25. “La Semana Alegre”: En el
carro de vía angosta (fragmento)
No
tiene remedio: en el carrito de vía angosta, repleto, han logrado engranarse,
incrustarse, entrelazarse, mecharse, atornillarse, treinta pasajeros y una
fracción. Así, un señor con cortina en el ojo, por rascarse una pierna, ha
masajeado la de su vecina, y otro, de anteojos con arillo de oro, en vez de
meter la mano al bolsillo de la levita para sacar los cigarros, lo ha hecho en
una bolsa extraña en donde yacen un rosario y un pedazo de chorizo envuelto en
una muestra de percal.
-¡Usted dispense, señora; pero
viene una tan oprimido…!
-Pues favor de ser menos
distraído…
-No empuje, amigo… (al conductor)
-Pues estoy cobrando… (al de
sombrero ancho).
-¡Pero sin pisarme…!
-Los coches son estrechos…
-Y ustedes abusan, permitiendo
mayor número…
-No traigo suelto (a la señora de
caracol escotado).
-Pues ni yo cambio… (agresiva)
-Inútil es que ustedes quieran
bajar las persianas; no funcionan ni a puntapiés… (notorio).
-Y luego el humor y el polvo que
se almacenan (señorita que con libros y caja de puros va a la de artes).
-Y esos pies desconocidos que dan
el do de pecho de la sinfonía en cacle mayor (tuerto nervioso).
-Ahora, señora, créame usted,
cuando uno tiene la desgracia de padecer enfermedades que requieren el uso de
desinfectantes, como el fénico, no debe entrar en carro público; sale usted de
aquí trascendiendo… (por un mecánico pavonado, que trae las narices como los
corales de un totol).
-¿Conchita? (señora con medalla
de hija de María)
-¿Mamá? (niña con chiqueadores y
orejas transparentes)
-Aquí te haré lugar, porque ese
viejo que llevas junto, con el pretexto de la edad, se recarga en una… ¡ni las
canas le valen! ¡cómo se cargan!
-¿Y usted de qué me empuja?
(sombrero chilapeño, cacles)
-¿Y usted de qué se me queda
dormido en el hombro? (camisa de verano, zapatos americanos).
-La calor (desperezándose)
-El pulque: eso…
-Ya estará (somnoliento).
-Estará cuando se me antoje: o lo
bajo a usted.
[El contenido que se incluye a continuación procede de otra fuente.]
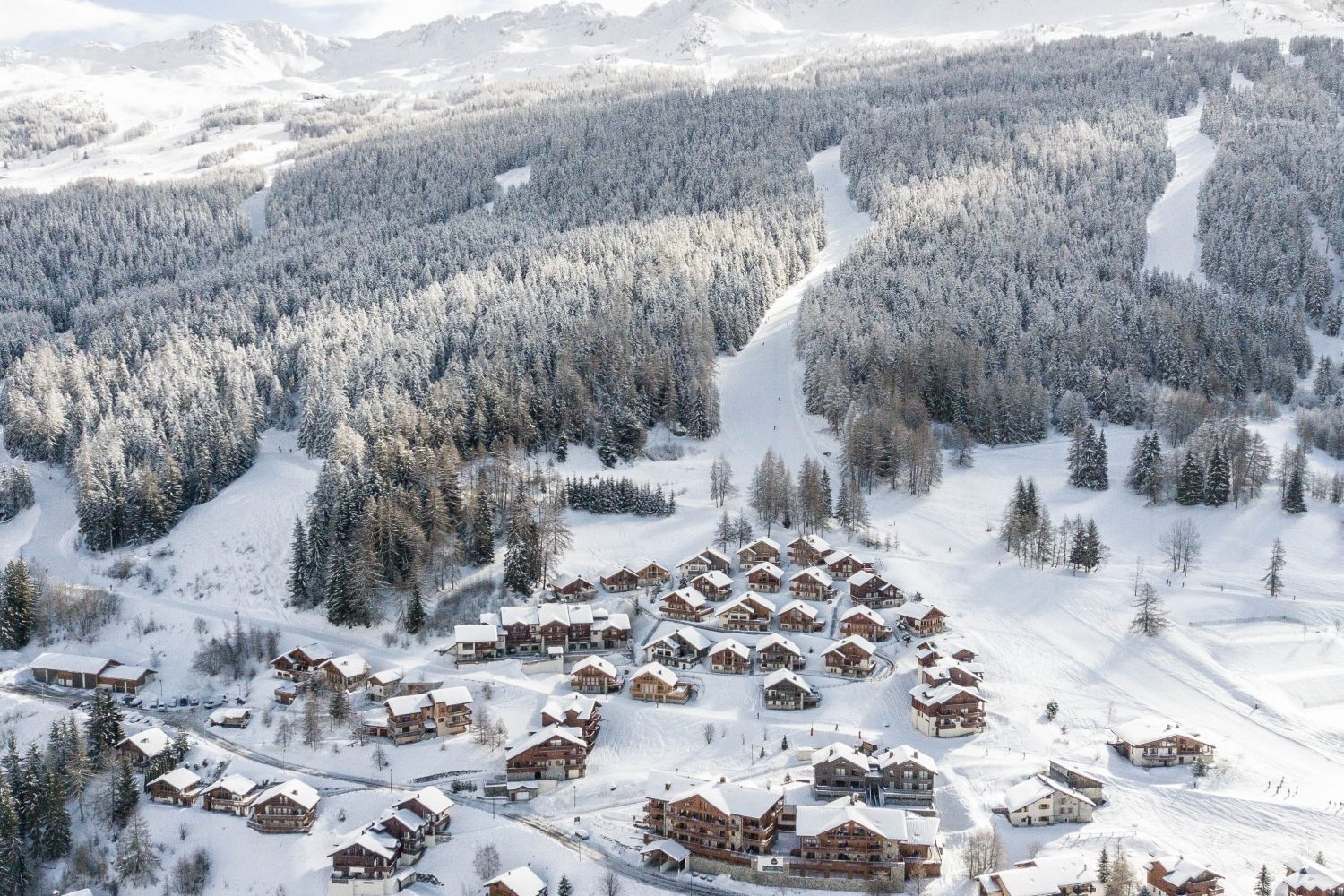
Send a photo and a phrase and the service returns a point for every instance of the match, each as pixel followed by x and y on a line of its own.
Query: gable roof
pixel 1147 729
pixel 521 882
pixel 1038 788
pixel 151 742
pixel 295 790
pixel 900 755
pixel 594 662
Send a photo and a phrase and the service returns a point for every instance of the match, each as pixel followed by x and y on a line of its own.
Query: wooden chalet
pixel 1150 742
pixel 866 624
pixel 621 581
pixel 177 788
pixel 231 794
pixel 349 672
pixel 851 840
pixel 683 649
pixel 718 821
pixel 714 584
pixel 760 551
pixel 921 618
pixel 730 657
pixel 841 564
pixel 368 861
pixel 289 807
pixel 746 613
pixel 88 673
pixel 574 711
pixel 1064 874
pixel 1078 778
pixel 687 605
pixel 435 807
pixel 784 689
pixel 519 882
pixel 797 616
pixel 551 754
pixel 574 587
pixel 946 710
pixel 142 747
pixel 1045 801
pixel 1180 876
pixel 419 716
pixel 871 590
pixel 851 657
pixel 594 675
pixel 655 683
pixel 776 651
pixel 808 549
pixel 906 775
pixel 303 661
pixel 765 578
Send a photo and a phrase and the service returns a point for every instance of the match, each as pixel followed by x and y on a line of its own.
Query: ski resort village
pixel 734 447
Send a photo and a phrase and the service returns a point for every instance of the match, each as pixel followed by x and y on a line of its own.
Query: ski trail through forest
pixel 761 387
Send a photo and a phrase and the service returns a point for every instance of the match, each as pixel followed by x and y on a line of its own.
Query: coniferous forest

Está prohibido que viajen en estas jaulas, personas en estado de
ebriedad.
-¡Yo no estoy ebrio!...
(estirándose).
-Señora, póngase usted esta
canasta con vituallas, manteca, sopa juliana, y substancias alimenticias, sobre
las rodillas, porque, me está escurriendo algo… ¡salsa! ¡claro! ¡Ya esto parece
furgón para el Valle…!
-Usted dispense ¿le pegué?
(cobrador a clérigo más rojo que manzana de California).
-No señor, sólo se rompió un
cristal de mis anteojos… (haciendo bizcos).
-Es que estos cocheros dan
garrote de una manera muy brusca…
-Se está usted quemando, Ramonita
(anciana calva, chupada, de ojos descoloridos, como bacalao en la lonja).
-Sí, señor capistrano, tiran las
viejas de cigarro, donde caen…
-¡Fuchi… esto es para…! (señorita
de sombrero de paja, sacando medio cuerpo por la ventanilla).
-Es el drenaje… ¡mire usted, me
acabo de cambiar desde calcetines y vengo blanco de polvo!
-¡Nos lucimos! La corrida está
parada…
-Claro: vienen nueve carrozas
fúnebres; y eso, de gente pobre.
-¡Hay mucha mortalidad! (pintor).
-¿Tejedor? (viejo empleado)
-¡Presente! (empleado joven)
-¡Resígnese usted a la multa,
porque llevamos nada más, 40 minutos de atraso!
-Y yo que tengo que estar a la
hora en punto.
-¿la molesto a usted con el humo?
(joven empleado en expendio de jarcia).
-No señor, pero viene sentado
sobre mi ropa (criada honesta y no fea, aunque casada).